In Reinforcement Learning (RL) autonomous agents have typically to choose their actions in order to maximise some notion of cumulative reward . Tools and techniques for RL have been applied successfully to domain as diverse as game theory, control theory, multi-agent systems, and swarm intelligence.
However, in several cases we do not see our agents simply as reward-maximisers: while learning to perform a certain task (say, exploring an unknown space) we might want our software agents never to enter a “deadlock” state, from which they are not able to get out. Similarly, message-passing agents need always to be responsive, i.e., able to receive and send messages.
These multi-agent scenarios calls for specification languages expressive enough to capture the behaviour of learning agents, as well as model checking methods to tackle the verification of properties such as those above.
However, most of the research on formal methods for strategic reasoning has focused on hard-coded (non-learning) agents. But for the development of safe and trusted AI systems it is key that agents are able to learn in a safe and secure manner.
Your contribution: you will first extend Markov-decision processes, the formalisms of choice for RL, to multi-agent systems by considering the simultaneous execution of several learning agents.
Then, you will develop an interpretation of Alternating-time Temporal Logic , one of the most popular logic-based languages to specify the strategic behaviour of agents, on these multi-agent Markov decision processes.
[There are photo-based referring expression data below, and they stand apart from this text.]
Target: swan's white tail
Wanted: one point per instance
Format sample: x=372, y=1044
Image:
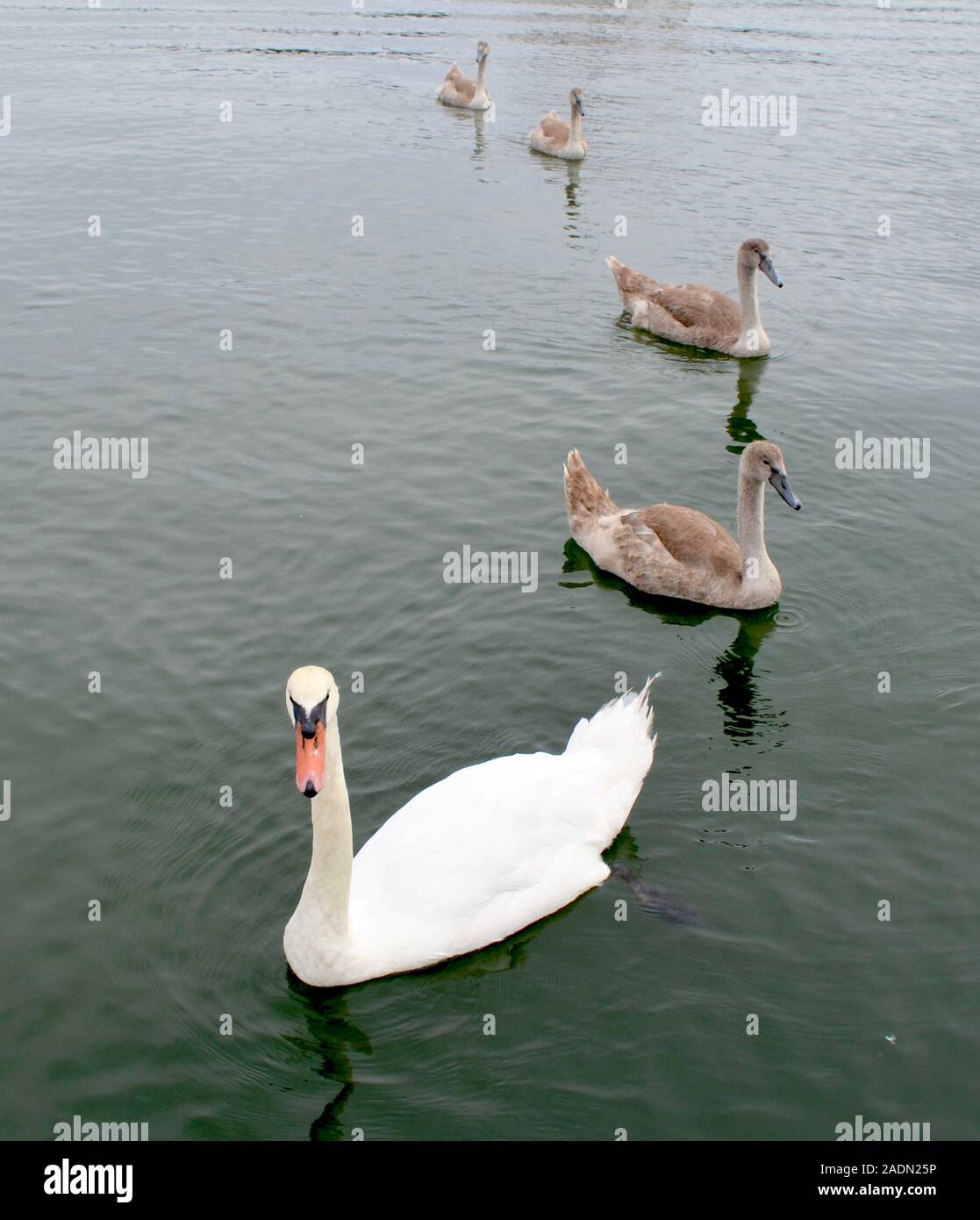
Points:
x=622, y=732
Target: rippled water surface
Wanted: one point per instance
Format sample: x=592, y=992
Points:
x=381, y=341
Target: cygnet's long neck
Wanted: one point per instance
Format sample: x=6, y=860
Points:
x=325, y=906
x=748, y=303
x=575, y=134
x=481, y=94
x=752, y=528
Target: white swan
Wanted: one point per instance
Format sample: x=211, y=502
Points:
x=457, y=90
x=466, y=863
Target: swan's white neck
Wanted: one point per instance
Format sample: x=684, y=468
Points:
x=752, y=338
x=575, y=134
x=481, y=94
x=319, y=922
x=756, y=563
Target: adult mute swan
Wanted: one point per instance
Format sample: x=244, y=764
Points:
x=457, y=90
x=680, y=553
x=466, y=863
x=698, y=316
x=554, y=138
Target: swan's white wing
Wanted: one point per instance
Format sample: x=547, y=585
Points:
x=495, y=847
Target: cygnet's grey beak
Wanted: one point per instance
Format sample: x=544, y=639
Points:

In particular, the satisfaction of the agents goals will be evaluated only w.r.t. executions that maximise the agents’ reward.
In this context you will analyse the complexity of the corresponding model checking problem. We anticipate that in selected cases the verification task will be decidable. For such cases an implementation might be envisaged as part of the project.
 Sutton, Richard S.; Barto, Andrew G. (1998). Reinforcement Learning: An Introduction. MIT Press. ISBN 0-262-19398-1.
 Alur, R.; Henzinger, T.; and Kupferman, O. 2002. Alternating-time temporal logic. Journal of the ACM 49(5):672713.